The reservation system uses an Oracle7 database and is housed in Phoenix on a cluster of three Unix-based Digital AlphaServer 8400s linked by Digital's TruCluster software. These servers also support Best Western's other new core business applications, including PeopleSoft Financial modules, Internet and intranet engines and Microsoft Exchange.

The servers run on an FDDI backbone serving 10M bit/sec Ethernet LANs. Best Western's distributed reservation centers access the network via very small aperture terminal (VSAT) satellite links or T-1 lines.

About 300 field personnel can now access Best Western's network through a virtual private network (VPN) based on Compaq's Alta Vista Tunnel software residing on an Alta Vista firewall.
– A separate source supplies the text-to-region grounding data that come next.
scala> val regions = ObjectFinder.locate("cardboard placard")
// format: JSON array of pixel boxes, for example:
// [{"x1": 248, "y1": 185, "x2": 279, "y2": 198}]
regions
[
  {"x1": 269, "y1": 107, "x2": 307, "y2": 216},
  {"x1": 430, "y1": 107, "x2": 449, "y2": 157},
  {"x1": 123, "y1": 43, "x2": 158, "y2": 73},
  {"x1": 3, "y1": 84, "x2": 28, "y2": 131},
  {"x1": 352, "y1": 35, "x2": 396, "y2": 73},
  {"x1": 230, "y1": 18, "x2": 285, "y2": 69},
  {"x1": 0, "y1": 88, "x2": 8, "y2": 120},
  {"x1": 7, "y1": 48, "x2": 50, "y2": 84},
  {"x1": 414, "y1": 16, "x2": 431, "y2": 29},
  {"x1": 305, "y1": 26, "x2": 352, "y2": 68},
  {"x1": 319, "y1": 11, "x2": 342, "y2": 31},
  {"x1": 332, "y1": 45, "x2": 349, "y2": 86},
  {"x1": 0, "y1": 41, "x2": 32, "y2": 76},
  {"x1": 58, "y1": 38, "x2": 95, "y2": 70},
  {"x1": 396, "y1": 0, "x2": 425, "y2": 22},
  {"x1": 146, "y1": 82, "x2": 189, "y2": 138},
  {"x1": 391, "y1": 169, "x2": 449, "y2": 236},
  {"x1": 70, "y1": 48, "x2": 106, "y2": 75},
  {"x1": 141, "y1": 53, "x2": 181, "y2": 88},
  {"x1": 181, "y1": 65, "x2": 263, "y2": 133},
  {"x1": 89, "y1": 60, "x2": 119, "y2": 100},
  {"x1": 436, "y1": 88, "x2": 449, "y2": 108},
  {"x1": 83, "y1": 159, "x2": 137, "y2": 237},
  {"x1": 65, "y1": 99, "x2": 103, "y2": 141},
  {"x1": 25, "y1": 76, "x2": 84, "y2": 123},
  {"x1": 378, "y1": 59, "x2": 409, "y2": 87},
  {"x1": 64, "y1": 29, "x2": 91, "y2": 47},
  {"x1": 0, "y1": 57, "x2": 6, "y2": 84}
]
VPN users include quality-control inspectors and other corporate staff who must access business applications remotely, but the capability will soon be extended to all users worldwide.

A service provider currently handles Web-based reservations for the organization, but Best Western's next major challenge is to develop its own Web booking engine, a middleware solution to tie the Web server directly to Lynx for online reservations and provide a Web interface to Best Western's other core business applications.

IP expansion

The migration isn't yet complete. Hotels and affiliate offices are linked to Best Western mainly by 28.8K bit/sec dial-up modem connections, while 560 overseas facilities are connected via X.25 VSAT links.
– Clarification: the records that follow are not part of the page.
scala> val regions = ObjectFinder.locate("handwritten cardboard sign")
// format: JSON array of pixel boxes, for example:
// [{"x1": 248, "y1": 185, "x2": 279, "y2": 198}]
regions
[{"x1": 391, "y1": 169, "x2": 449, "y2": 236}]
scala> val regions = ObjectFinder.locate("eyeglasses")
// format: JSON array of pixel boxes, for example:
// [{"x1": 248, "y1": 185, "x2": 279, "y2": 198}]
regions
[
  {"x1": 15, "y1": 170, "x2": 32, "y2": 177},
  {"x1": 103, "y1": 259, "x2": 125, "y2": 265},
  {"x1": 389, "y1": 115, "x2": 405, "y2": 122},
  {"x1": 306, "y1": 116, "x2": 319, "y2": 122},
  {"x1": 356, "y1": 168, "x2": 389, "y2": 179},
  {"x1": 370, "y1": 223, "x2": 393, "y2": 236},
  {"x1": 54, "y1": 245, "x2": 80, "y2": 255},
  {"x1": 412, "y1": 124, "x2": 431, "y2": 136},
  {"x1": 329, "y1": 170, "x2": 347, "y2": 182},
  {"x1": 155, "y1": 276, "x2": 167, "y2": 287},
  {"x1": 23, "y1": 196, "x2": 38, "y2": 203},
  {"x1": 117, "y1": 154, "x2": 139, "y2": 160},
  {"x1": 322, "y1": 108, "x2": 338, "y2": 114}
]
The hotels, Lynx and other business systems communicate over a proprietary protocol, the last vestige of the transition from mainframe to client/server networking. Buried for years at the core of Best Western's WAN requirements, the protocol is easier to work around than to expunge. But because it restricts flexibility, Best Western is working to encapsulate the protocol and run it over IP.
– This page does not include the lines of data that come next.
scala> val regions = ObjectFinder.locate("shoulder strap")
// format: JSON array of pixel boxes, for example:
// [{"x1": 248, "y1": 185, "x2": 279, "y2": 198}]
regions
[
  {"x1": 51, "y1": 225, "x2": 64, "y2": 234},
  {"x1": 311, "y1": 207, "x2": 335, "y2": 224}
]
At the same time, Best Western is rolling out a VSAT network to all hotels across North America, replacing the current dial-up modem access with 512K bit/sec downlink and 128K bit/sec uplink capacity.

The plan in 1999 is to convert from a dial-up X.25 network to an IP network running over VSAT and the Internet, Flack says.

Obstacle course

Overall, Best Western's revamped network architecture is straightforward, but the implementation was not. IT began evaluating, choosing and deploying the hardware and software in 1996.

The next year was spent bringing Lynx online. Best Western handles

roughly one million calls per month, so it was vital to thwart possible glitches and ensure that hotels wouldn't accidentally be overbooked during the transition. To do that, Best Western kept the mainframe alive and developed a synchronization program to correlate reservations between the old and new systems.

"It was a nightmare, a necessary evil," Flack says. "But when you look at the magnitude of the project, it's clear that we had to do a slow conversion."

IT sidelined the reservation mainframe at the end of 1996 once agents were using the new system worldwide. Best Western then spent 1997 migrating its other business functions until the swap-out was complete. Finally, the last of the old mainframe programs was shut down for good last January. Flack spent the rest of 1998 tying up loose ends and preparing the IP expansion.

"There was a lot of pain along the way, and we lost some good people," Flack says. "A tremendous number of issues crop up when you swap your technology base in such a short time, and a lot of skilled people left early when they saw what was coming."

Those workers took with them all living knowledge of otherwise forgotten, yet vital, parts of the old system. Too late, Flack and his remaining staff realized their loss and had to bootstrap themselves well enough to get by.

But the greatest challenge was at the end-user level. Getting reservation agents comfortable with the new

technology and teaching them to leverage it is the final measure of Best Western's success.